Russia claims that Ukraine also attacked hospitals in occupied territories. But Kovtoniuk said there is a stark difference between the vast number of documented organized attacks and what he described as accidents occurring in the course of the war for survival.
The international organization Doctors for Human Rights has long documented Russian attacks on Syrian medical facilities and said the war in Ukraine showed the continuation of that policy. It said Russian attacks on institutions and educational facilities intensified in January.
The attack shows a strong awareness of the “cascading effects of health attacks on civilians,” said the director of Research and Investigations for Physicians for Human Rights, who contributed to the report. Christian de Vos said, “Instilling fear in the wider population is part of destabilization tactics.”
In the short term, the attacks forced many hospitals to close or severely reduce services. In Izium, liberated by Ukrainian forces last fall, about 200 of the 500 staff members have returned to work, and one of his damaged wings is up and running again after repairs. At least he said one pharmacy was also reopened so that people who ran out of medicine during his six months of service could be restocked.
Ukraine has the second highest number of HIV infections in Europe and Central Asia and one of the highest rates of drug-resistant tuberculosis. But since the invasion, the number of people receiving treatment for these diseases has dropped sharply. Thanks to a steady supply of donations, the amount of medicine is not a problem. However, the mass evacuation of Ukrainians within the country and across Europe makes it difficult to trace or trace new infections.
Andriy Klepikov runs the Alliance for Public Health, an organization that brings mobile clinics to towns near the front lines. He worries about undiagnosed tuberculosis and HIV cases, but remains optimistic about his country’s ability to overcome.

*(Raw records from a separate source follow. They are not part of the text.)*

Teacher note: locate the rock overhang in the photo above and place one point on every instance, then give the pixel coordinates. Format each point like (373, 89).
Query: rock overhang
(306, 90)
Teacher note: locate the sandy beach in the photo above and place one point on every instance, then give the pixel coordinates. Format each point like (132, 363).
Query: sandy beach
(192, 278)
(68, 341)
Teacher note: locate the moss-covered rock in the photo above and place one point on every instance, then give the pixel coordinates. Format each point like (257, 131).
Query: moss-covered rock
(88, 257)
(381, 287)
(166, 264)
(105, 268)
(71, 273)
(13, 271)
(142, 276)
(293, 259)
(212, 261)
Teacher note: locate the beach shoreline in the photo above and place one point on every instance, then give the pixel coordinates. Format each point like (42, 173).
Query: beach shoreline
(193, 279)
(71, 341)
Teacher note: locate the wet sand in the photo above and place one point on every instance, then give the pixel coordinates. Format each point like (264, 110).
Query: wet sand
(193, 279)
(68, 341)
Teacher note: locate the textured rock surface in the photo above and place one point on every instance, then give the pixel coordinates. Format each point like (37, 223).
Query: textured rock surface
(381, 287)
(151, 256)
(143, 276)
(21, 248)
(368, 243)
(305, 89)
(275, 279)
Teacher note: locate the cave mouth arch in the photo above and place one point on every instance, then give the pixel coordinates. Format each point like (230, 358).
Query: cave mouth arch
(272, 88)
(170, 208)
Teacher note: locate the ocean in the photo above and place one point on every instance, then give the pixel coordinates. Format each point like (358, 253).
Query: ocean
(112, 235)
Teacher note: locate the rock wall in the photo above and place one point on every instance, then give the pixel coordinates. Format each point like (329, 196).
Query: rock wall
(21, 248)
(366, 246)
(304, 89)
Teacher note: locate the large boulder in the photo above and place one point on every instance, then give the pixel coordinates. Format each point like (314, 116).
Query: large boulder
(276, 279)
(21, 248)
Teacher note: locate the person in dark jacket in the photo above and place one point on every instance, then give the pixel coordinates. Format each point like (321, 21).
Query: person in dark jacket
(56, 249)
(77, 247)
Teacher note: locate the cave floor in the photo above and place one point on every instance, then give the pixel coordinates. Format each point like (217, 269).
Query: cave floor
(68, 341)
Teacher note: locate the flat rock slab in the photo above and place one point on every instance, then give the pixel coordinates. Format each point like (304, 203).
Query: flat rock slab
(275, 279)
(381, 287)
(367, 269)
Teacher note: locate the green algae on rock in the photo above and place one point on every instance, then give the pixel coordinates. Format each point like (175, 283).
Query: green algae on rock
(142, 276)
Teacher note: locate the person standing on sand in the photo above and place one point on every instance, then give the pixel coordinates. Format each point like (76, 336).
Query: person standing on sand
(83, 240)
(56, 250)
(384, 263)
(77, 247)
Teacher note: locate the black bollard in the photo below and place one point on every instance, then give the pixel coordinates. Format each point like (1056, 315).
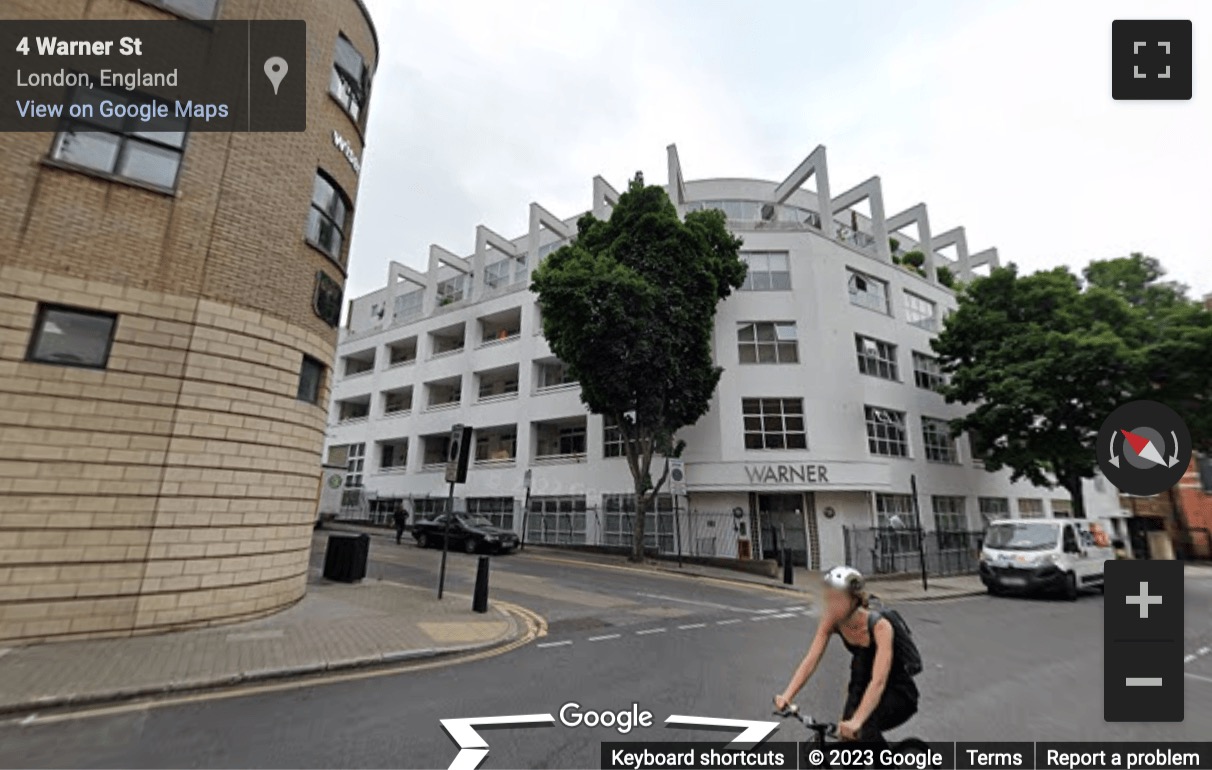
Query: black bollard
(480, 599)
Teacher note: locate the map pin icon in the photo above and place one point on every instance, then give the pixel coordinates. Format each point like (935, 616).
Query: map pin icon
(275, 69)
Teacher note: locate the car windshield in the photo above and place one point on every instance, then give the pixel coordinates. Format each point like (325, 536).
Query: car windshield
(474, 520)
(1022, 536)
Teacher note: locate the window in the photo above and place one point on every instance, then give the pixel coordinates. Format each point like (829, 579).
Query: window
(612, 440)
(773, 423)
(767, 343)
(886, 432)
(926, 371)
(394, 455)
(121, 147)
(327, 217)
(868, 292)
(937, 441)
(769, 271)
(350, 79)
(497, 509)
(556, 519)
(658, 522)
(355, 465)
(876, 358)
(72, 337)
(920, 312)
(1030, 508)
(310, 380)
(895, 512)
(949, 514)
(993, 508)
(189, 9)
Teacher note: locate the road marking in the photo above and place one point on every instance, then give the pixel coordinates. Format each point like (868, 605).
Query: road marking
(536, 628)
(707, 604)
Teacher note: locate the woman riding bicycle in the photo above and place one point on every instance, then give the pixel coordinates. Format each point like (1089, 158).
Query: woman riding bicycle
(881, 694)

“The healthcare system is not about walls, buildings, or even equipment. It’s about people,” he said. “The Ukrainian military is known for its strength and resilience, but it is equally strong and resilient in the field of public health.”
Back in Krasnokholivka, tank shells snatched the signal of a Russian TV show about the life of a doctor Mozgova enjoyed. Both she and her husband have plans for her to be permanently reunited with her adult children in the western city of Lviv, considered one of Ukraine’s safest cities. she said no.
“They asked us to come and they have space, but what do I do? I will be a guest there. I want to be of service here,” she said.
Lori Hinnant reports from Paris. Vasilisa Stepanenko reported from her Izium. Inna Varenytsia contributed to this report from Kiev.